Traffic will only increase in the coming years, and Hurstbourne and several neighboring communities were faced with inevitable concerns and the need for long-term solutions. A team of GS&P transportation engineers, under principal-in-charge Bill Seymour, P.E., P.L.S., was asked to conduct a transportation study and provide some recommendations.
The engineering team members endorsed a few already-planned street projects, such as the extension of Bunson Parkway, which would provide a parallel route as well as the planned widening of Hurstbourne Parkway. In addition, they recommended carpooling programs to alter traffic demands as well as improvements to pedestrian and cyclist routes.

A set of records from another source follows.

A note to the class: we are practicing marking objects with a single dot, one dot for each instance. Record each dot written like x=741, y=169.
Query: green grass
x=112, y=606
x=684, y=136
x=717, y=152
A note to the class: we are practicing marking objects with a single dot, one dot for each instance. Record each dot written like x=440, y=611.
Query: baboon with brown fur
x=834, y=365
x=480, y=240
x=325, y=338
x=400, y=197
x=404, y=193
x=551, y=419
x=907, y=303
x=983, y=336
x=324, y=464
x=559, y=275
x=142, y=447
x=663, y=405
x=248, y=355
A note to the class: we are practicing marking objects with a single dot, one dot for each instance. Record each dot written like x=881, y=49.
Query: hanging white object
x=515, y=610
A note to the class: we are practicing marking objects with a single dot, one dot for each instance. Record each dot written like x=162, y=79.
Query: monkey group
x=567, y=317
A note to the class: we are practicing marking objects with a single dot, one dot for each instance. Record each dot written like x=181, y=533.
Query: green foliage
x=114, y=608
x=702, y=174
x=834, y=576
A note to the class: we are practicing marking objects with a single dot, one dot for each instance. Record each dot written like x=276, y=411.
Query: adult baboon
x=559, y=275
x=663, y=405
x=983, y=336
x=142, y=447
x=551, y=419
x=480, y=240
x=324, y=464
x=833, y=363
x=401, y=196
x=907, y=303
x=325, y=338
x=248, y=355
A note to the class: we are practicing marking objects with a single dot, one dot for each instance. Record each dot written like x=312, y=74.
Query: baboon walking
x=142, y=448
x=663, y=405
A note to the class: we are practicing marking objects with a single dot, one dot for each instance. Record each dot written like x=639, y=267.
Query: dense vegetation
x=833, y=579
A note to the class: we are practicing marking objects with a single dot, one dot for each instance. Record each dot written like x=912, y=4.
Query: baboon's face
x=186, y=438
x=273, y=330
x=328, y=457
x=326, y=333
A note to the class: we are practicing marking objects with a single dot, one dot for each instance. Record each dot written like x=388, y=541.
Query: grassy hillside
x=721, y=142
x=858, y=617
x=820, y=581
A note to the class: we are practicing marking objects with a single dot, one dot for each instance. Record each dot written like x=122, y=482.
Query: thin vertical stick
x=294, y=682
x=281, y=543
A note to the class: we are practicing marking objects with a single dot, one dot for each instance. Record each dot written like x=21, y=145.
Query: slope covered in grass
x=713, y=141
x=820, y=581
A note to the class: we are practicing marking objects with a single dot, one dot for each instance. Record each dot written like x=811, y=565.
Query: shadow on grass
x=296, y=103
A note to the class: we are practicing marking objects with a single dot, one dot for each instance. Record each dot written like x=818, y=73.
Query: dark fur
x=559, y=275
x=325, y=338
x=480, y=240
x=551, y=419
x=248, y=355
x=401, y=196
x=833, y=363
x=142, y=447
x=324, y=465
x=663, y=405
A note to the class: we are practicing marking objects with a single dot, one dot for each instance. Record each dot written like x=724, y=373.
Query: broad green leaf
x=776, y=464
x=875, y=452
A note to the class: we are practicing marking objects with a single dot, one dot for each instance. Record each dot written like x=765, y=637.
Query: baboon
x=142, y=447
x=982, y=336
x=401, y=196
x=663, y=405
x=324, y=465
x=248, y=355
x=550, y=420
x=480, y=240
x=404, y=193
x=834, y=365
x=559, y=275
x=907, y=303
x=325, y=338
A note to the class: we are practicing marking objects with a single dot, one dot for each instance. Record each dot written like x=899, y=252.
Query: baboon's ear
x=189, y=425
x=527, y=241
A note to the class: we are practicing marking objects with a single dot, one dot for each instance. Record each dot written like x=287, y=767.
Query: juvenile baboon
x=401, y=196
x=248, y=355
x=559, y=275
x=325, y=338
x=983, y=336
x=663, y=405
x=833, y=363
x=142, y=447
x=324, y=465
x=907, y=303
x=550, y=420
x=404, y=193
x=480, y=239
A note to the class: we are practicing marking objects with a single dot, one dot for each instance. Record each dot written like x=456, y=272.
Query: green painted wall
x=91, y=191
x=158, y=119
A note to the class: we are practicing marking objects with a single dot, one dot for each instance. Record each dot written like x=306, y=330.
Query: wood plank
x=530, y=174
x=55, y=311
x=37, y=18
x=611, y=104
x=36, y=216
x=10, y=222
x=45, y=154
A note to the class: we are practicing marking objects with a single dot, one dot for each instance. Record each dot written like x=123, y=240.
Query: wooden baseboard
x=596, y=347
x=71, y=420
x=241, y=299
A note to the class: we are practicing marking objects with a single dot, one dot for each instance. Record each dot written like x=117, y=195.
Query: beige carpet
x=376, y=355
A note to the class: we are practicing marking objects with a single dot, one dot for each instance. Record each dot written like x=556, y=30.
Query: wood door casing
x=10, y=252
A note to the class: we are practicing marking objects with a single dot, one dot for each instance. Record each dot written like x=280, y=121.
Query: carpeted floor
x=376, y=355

Also considered were some intersection improvement projects and realignments within the study area. Suggestions included improved traffic signal coordination along with better access management, which involves altering the organization and spacing of driveways on existing roadways. GS&P engineering team members offered some traffic-calming techniques such as creating dead ends on some roads or incorporating selected areas into gated communities. But, as Bill comments, “Traffic calming is a double-edged sword. It can help. It can hurt. It can certainly divide.” While these solutions greatly improve conditions for those living in the calmed areas, they worsen conditions for the roads to which their traffic is routed. It was finally decided that the best way to view the transportation issues was in conjunction with land use issues, so GS&P landscape architect and planner Jon Henney, AICP, ASLA, was asked to create a small-area plan to complement the transportation study.
As Hurstbourne and surrounding communities grew, non-residential development, particularly along Shelbyville Road and Hurstbourne Parkway, increased dramatically. This led to valid concerns about preserving the residential character of the area. Although some stakeholders completely resented development, others acknowledged the function and value of the two corridors as economic engines and sources of employment.
The small-area plan was designed to examine land use in terms of future development and redevelopment that would benefit the area while preserving the character of adjacent Hurstbourne and nearby communities. It was suggested that higher concentrations of nonresidential development could take place around the large intersections of these roadways. Moving away from the intersections, both Shelbyville Road and Hurstbourne Parkway would retain their residential character, ensuring that future development in those areas would be more favorable to residents.
The transition from the multiuse suburban section of the corridor would start with visual cues—streetscape designs, architectural and landscape treatments that create a “gateway” to residential neighborhoods. Roads narrow, speed bumps and pedestrian crossings are placed at decreasing distances from each other, and bicycle lanes create a need for lower speeds. More circuitous routes on side streets discourage cut-throughs, and bump-outs at intersections physically narrow the roads and signal that the commercial corridor is being left behind.
Many of these suggestions influenced modifications in the existing form district regulations. Form districts, unlike zoning districts, dictate design guidelines and standards as well as other elements such as setbacks and height restrictions. Ideally, these changes will influence the behavior of motorists and also encourage future patterns of development designed to protect the residential character of the corridor.